Aslında adı geçen Şemikler arazisinin ilk sahibi Denizli İl Özel İdaresi. Mahalli yönetim döneminde mülkiyet hakkı Gümüşler Belediyesinde olup, büyükşehir kurulmasıyla birlikte Denizli Büyükşehir Belediyesine geçti. Büyükşehir burayı İstiklal Mahallesi’ndeki Tekel deposu ile takas usulü değiştirince, el değiştirdi ve zaman içinde Sümer Holding’e, ardından Holding’in tasfiyesi sürecinde Özelleştirme İdaresi tasarrufuna geçti.
Resmi Gazete kararlarıyla bir tür hükümet tasarrufu olarak özelleştirmesi tartışılan Şemikler arazisi, işte bu holdingin iflasına bağlı olarak Özelleştirme İdaresinin kararıyla Denizli’deki son satış halkası olarak gündeme geldi. 25 Mayıs 2024 tarihli Resmi Gazete’de yayımlanan Cumhurbaşkanlığı kararıyla “Ticaret-Konut Alanı (E: 1.50, Yençok:5 kat), Trafo Alanı ve Park” statüsüyle kullanım ve satışa açıldı. Karar askıya çıkarılarak itiraz süreci başlatıldı.
Bu karar mahalle halkı için adeta şok ediciydi.
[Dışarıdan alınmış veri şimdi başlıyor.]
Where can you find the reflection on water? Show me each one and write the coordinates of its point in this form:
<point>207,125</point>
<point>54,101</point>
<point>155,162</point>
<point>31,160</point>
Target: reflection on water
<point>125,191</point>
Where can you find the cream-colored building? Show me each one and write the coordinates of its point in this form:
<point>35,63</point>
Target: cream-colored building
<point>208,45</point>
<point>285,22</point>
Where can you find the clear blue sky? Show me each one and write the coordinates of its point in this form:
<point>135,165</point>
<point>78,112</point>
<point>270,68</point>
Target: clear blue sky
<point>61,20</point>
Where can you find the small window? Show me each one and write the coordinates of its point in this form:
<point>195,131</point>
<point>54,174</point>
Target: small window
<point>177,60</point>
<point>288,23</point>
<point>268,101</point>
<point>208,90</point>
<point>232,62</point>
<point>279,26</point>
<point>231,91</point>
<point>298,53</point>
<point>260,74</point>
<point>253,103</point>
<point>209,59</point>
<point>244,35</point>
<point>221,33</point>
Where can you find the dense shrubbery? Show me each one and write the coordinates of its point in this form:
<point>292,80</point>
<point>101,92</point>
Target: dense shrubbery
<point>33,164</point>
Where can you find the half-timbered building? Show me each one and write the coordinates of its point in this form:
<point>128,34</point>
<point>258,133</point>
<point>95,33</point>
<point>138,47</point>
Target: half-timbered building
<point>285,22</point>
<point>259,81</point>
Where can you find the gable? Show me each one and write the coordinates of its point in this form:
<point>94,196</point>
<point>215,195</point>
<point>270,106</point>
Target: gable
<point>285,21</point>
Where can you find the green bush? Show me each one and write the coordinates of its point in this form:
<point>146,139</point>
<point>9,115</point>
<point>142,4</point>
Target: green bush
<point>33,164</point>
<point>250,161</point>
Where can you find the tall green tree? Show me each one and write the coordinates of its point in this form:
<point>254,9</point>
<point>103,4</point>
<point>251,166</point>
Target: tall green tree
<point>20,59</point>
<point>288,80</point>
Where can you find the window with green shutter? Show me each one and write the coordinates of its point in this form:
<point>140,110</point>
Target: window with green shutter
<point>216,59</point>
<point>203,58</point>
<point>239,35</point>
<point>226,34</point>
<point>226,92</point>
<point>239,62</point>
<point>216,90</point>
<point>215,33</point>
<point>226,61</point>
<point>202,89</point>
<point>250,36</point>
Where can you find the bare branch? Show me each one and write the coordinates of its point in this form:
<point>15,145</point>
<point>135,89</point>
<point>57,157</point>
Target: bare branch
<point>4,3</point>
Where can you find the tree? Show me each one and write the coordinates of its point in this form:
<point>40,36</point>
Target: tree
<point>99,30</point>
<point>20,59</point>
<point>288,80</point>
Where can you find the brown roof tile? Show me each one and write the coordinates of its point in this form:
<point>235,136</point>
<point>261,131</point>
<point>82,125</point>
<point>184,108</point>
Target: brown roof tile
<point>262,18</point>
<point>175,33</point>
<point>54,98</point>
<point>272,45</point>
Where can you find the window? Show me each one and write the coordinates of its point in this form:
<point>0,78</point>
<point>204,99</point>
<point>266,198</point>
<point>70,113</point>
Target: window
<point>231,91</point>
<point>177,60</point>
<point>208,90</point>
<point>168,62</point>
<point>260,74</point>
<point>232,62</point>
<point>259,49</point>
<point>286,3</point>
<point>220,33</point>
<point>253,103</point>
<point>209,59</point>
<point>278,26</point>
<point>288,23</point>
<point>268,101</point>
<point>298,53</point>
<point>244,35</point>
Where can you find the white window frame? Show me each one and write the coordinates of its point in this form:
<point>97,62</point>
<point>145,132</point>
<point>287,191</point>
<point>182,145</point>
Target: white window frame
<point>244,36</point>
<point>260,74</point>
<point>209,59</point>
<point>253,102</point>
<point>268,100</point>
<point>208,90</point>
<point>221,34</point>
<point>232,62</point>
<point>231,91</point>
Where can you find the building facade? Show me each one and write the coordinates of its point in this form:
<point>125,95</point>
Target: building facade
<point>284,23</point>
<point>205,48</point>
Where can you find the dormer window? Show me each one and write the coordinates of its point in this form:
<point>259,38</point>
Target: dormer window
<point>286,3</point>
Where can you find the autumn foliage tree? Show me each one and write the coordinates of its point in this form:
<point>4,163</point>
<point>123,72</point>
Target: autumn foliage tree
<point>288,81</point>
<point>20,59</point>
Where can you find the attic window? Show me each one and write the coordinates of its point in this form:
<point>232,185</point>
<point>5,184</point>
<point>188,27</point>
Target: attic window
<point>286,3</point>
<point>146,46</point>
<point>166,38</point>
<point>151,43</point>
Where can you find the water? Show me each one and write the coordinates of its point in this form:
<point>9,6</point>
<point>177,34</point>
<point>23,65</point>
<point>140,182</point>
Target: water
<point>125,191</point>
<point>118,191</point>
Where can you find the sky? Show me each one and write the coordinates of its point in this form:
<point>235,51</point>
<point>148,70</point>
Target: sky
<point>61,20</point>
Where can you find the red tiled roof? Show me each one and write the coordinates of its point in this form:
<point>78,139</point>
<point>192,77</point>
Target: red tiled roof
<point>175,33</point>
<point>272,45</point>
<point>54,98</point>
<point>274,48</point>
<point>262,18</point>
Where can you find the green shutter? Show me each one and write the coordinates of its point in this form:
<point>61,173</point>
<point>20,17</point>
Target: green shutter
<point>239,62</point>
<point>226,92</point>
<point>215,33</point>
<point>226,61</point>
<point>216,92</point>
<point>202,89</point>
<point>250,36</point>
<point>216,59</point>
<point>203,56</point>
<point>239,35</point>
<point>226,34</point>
Mahalle muhtarı ve sakinleri başta olmak üzere duyarlı çevrelerin tepkisiyle karşılaştı. Merkezefendi ve Büyükşehir Belediye başkanlarının katılımıyla söz konusu arazide protesto gösterisi yapıldı, gösteriye her iki başkan konuşmacı olarak destek verdi. Türk Mühendis ve Mimarlar Odası (TMMOB) kamu tüzel kişiliğine haiz kurum olarak Cumhurbaşkanlığının kararına askı süresi içinde itiraz etti. Yapılan itiraz çok hızlı biçimde yine Resmi Gazete’de yayımlanan Cumhurbaşkanı kararıyla reddedildi.
Nihayet geçen hafta sonuna doğru (TMMOB itirazını reddeden Cumhurbaşkanlığı kararının yayınlandığı gün) Denizli Büyükşehir Belediyesi, Merkezefendi Belediyesi ve TMMOB İl Koordinasyon Kurulu adına Danıştayda dava açmak üzere ayrı ayrı başvurular yapıldı.
Bundan sonrası mahkemelerin yetki ve kararlarına bağlı bir süreç olarak devam edecek, bizler de bu süreci yakından takip edeceğiz.
***
Başladığımız noktaya dönersek;
Bugün yaşanan özelleştirme adı altındaki kamu malları tasfiyesi ne ilk örnek, ne de son hadise olacak. Arkası başka biçimlerde gelecek ve geliyor.
Cumhurbaşkanı kararı olarak Şemikler itirazlarının reddedildiği gün, aynı gazete sayısında, Denizli idari bölgesinde başka bir özelleştirme-kamulaştırma kararına yer verilmekteydi. Acıpayam’a bağlı Alcı ve Karaismailler mahalle sınırlarında yapımı planlanan “Karaismailler Regülatörü” için Denizli 2. İdare Mahkemesi henüz bir ay önce davacı halk adına planlama yürütmesini durdurma kararı vermişken, CB kararıyla mahkeme yok sayılmış, Alcı’da 89, Karaismailler’de ise 69 parsel arazinin kamulaştırılmasına acele karar verilmişti. Buna çok bilinen deyimle “Yangından mal kaçırmak” denir. Sadece mal kaçırmak değil, göz göre göre mala çökmek demek daha doğru. Hem de açık mahkeme kararına rağmen, mahkeme kararının ihlal edilmesi pahasına!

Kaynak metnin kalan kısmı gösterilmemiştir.